Gezus arched an eyebrow.

“Well, you see during the last survey we only managed to take samplings in a relatively small area. A complete survey was not possible due to-ah…us accidentally colliding with one of their probes,” whispered Kitan nervously.

“But that’s not possible! We would have caught the probe on our scans,” exclaimed Gezus.

“We would have, but for the fact that we were too busy shadowing one of their recently launched spacecrafts to notice. One which according to our calculations was heading to the fourth planet from the star,” chuckled Kitan, before continuing “Now that we’re needed at Alpha Centauri for some urgent pirate teasing mission, we will leave after you’ve landed and pick you up on the way back. I trust you would do a thorough job where we couldn’t.”

“I will try, but isn’t it puzzling how could these humans launch an even a primitive interplanetary mission with these low technological readings?” Gezus shook his head as he studied the report in his mind.

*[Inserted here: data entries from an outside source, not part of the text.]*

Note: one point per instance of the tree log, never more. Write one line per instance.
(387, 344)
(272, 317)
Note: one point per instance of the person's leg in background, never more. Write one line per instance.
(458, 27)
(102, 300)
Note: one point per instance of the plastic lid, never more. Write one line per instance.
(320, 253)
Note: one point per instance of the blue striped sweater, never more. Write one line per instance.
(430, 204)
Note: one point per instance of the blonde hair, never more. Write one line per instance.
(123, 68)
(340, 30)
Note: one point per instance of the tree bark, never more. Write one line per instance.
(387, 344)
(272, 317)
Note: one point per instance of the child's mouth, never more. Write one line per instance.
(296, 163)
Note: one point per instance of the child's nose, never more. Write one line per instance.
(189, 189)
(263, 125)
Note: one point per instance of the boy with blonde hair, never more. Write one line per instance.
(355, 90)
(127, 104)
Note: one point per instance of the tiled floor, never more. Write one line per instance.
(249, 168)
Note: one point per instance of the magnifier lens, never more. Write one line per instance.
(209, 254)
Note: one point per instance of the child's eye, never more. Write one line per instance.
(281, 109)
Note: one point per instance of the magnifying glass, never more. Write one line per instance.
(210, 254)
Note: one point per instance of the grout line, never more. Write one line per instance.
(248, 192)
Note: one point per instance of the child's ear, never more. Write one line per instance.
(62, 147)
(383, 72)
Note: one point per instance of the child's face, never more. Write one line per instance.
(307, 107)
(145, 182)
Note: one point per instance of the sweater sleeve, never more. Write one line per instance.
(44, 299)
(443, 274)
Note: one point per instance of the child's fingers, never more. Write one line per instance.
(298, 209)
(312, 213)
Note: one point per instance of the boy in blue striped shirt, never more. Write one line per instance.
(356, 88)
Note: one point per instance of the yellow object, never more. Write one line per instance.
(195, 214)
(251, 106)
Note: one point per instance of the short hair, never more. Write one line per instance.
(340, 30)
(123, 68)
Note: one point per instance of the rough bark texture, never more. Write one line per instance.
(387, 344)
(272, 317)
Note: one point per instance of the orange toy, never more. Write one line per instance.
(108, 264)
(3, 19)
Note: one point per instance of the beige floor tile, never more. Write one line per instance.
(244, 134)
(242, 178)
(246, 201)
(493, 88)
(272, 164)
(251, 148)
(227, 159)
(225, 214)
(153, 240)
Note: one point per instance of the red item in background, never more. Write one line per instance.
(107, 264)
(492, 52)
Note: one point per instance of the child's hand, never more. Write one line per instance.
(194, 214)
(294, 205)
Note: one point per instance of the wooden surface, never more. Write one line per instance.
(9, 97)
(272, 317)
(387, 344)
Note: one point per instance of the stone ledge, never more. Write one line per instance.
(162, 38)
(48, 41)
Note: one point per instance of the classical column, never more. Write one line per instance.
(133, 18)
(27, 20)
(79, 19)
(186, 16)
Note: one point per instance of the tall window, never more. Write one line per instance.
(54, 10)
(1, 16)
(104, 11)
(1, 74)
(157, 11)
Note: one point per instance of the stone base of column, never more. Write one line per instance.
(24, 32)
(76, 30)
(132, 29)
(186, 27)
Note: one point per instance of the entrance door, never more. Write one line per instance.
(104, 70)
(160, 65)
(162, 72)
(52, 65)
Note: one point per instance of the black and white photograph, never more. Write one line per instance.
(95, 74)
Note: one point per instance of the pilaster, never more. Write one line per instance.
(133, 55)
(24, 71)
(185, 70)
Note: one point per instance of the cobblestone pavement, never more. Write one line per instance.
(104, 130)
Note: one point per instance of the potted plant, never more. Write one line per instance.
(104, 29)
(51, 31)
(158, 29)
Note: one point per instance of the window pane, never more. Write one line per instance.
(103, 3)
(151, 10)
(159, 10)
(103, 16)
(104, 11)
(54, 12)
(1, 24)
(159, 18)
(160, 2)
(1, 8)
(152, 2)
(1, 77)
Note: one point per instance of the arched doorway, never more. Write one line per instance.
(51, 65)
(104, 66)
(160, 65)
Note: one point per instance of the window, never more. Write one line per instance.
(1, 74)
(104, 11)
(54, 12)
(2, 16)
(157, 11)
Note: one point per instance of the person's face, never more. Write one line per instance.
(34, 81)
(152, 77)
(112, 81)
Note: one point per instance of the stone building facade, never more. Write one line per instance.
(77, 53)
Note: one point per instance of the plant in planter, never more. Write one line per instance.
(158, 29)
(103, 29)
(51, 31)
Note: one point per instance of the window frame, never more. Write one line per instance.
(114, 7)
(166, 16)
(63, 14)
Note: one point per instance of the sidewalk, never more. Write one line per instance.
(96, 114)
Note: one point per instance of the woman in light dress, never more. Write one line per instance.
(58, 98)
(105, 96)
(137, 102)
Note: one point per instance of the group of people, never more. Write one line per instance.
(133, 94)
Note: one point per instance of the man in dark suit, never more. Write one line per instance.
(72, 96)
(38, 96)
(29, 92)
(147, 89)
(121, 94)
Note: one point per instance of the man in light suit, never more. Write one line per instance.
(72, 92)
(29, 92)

“Why did you think we brought you here? Now go prep for your launch, them pirates won’t be happy if I arrive late to the party.” Said Kitan with what you would call a wink as he guided Gezus out the door.

Two hours later Gezus landed as stealthily as he could in a small forest a short ways from a crossroad next to a field. His pod instantly buried itself into the soil as he made his way north quickly through the shrubs. His proxy body and clothes were closely tailored to match the inhabitants of the area where he landed, which was the only country surveyed by Kitan. As he approached the crossroad he attempted to work out the native script on the wooden sign by the roughly tarred road. There was nobody in sight but birds flying in the glare of the rising sun as he read:

“PYONGYANG – 25 Km.”

***

Author’s note:This was written rather quickly as a short story in reaction to North Korea’s most recent threat to nuke the US(for the umpteenth time) after a report about the South Korean navy ship was sunk by a torpedo launched by NK. And this is after all the aid by the US (among others) given to alleviate the famine which killed millions.

It’s just amazing how far removed a whole country can be in this day and age. It is also pretty telling how a biased education coupled with media blackouts is able to totally transform the perception of reality for these people. I’m pretty sure NK isn’t the first nor the last of these extreme forms of dictatorship where the head of state is still revered as The Saviour much akin to godhood while the citizens starve and never felt freedom nor WISH for it.

Is the onus on us more cultured and rational global citizens to liberate them? What would you do for a lost sibling who was raised by trolls and who threaten you repeatedly with a butcher knife every time you try to start a conversation?

On the flip side…perhaps these north koreans have an immense gratitude for their Supreme Leader, being how he saved them from certain death, never mind now that they’ll be thrown into a life of servitude and ignorance. Maybe the joke is on us and they’re all smoking something really awesome, which begs the question – where did they get it and can I have some?